[PATCH] [X86] Skip concat_vectors when lowering vector broadcast

Fri Jan 10 13:12:51 PST 2014

Hi Robert, 

Sorry for the delay in review. 

> 
> So I had a go at implementing a combine - the simple case of
> concat_vectors(BUILD_VECTOR(X, undef)) canonicalized into a larger
> BUILD_VECTOR.
> 
> This was looking good, and it fixed the initial vbroadcast issue
> without the need to change the x86 backend code.

Excellent!

>  However, one of the
> LLVM tests failed (CodeGen/X86/avx-shuffle.ll).  Analyzing this showed
> the swap8doubles test failed indirectly due to a change in the
> expected output.

Is the assembly output better now ? 

> 
> There's an x86 specific transform in PerformShuffleCombine256
> (X86ISelLowering.cpp) that recognizes a vector zero extend.  This
> involves a complex pattern of concat_vectors, BUILD_VECTOR and undef
> in operands 1 and 2 of a shuffle.  Of course, this is now
> canonicalized and the optimization no longer triggers.

We need to make sure that the lowering code can handle the new canonicalization. 

> I had a go at "fixing" the optimization to handle the canonicalized
> pattern instead.  This is fairly trivial for the second operand to the
> shuffle (the vector built from zeroes and undef).  Instead of
> concat_vectors(BUILD_VECTOR(0,0,0,0), undef)), this is now
> BUILD_VECTOR(0,0,0,0,...).  This fixes the failure in the LLVM test.
> 

> However, the problem is there is still a case which won't be
> recognized.

>  This is when V (referring to the diagram in the comments)
> is itself a BUILD_VECTOR.  In this case, the first operand to the
> shuffle will also have been canonicalized.  This is rather more
> difficult to handle as you'd need to recognize a BUILD_VECTOR in which
> the last half was undef.

Why is this difficult to handle ? We just need to scan the last elements of the build_vector. 

> 
> Before trying to handle this case I was going to come up with a
> testcase to trigger it (the hope being that with both operands to the
> shuffle canonicalized, the resultant code without triggering the
> optimization may be as good, so I don't need to handle it anyway).
> 

One way to produce test cases is to implement a verifier that will crash on our interesting case with an assert. Next, you can use llvm-stress to fuzz it until you find the random pattern that makes it crash. 

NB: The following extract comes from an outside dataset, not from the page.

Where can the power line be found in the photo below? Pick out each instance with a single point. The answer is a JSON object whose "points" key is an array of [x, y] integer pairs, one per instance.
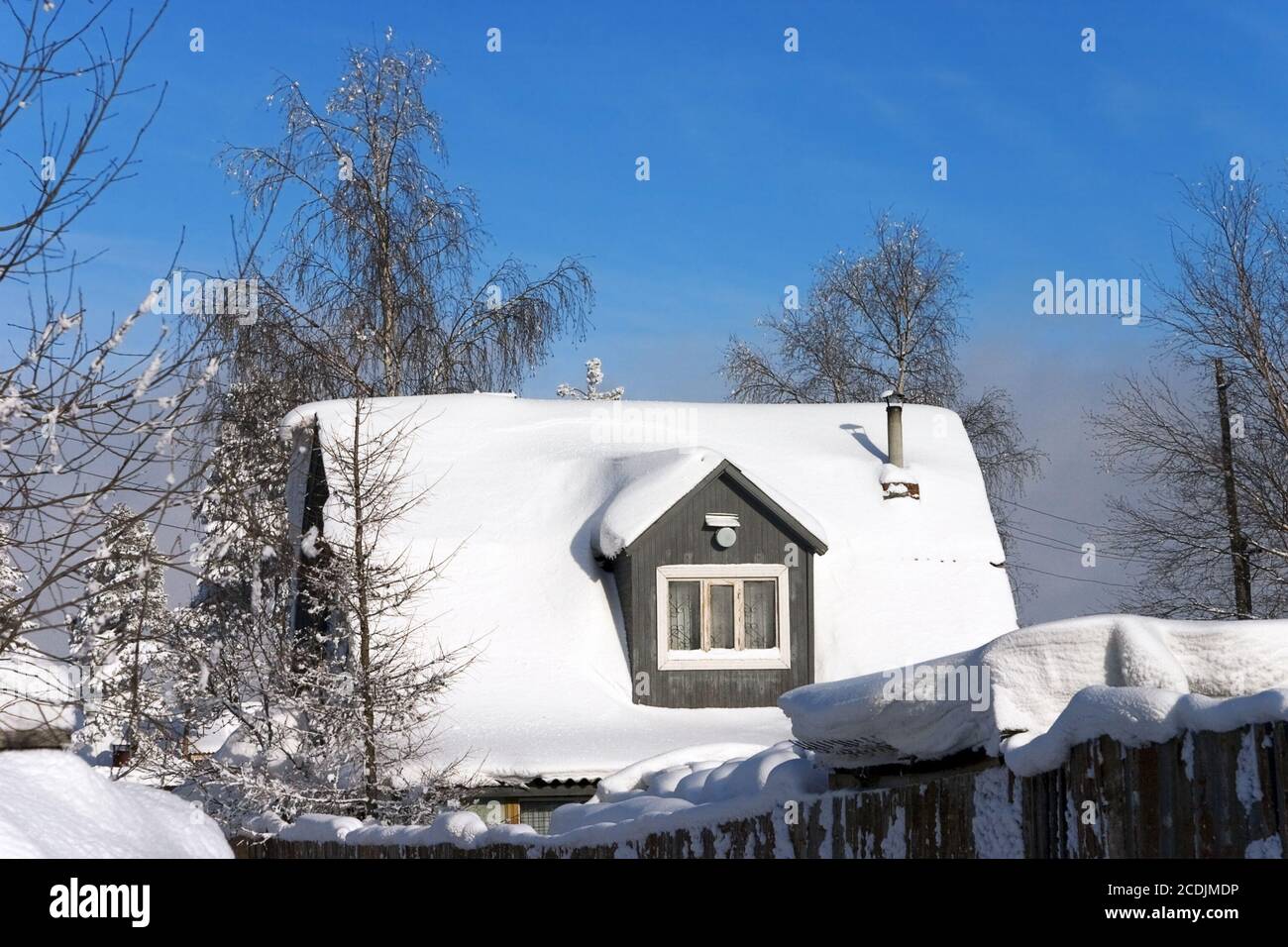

> However, this testcase is proving tricky, so I thought I'd ask for
> advice before going any further.  Does the approach still sound
> sensible?  Is "fixing" PerformShuffleCombine256 the right way, or does
> it indicate that there may be other optimizations that will break, and
> ultimately that canonicalizing the concat_vectors/BUILD_VECTOR is a
> bad idea?

I think that fixing the lowering code is the right thing to do.  You can also CC Elena, who is actively working in these parts of the code. 

Thanks,
Nadav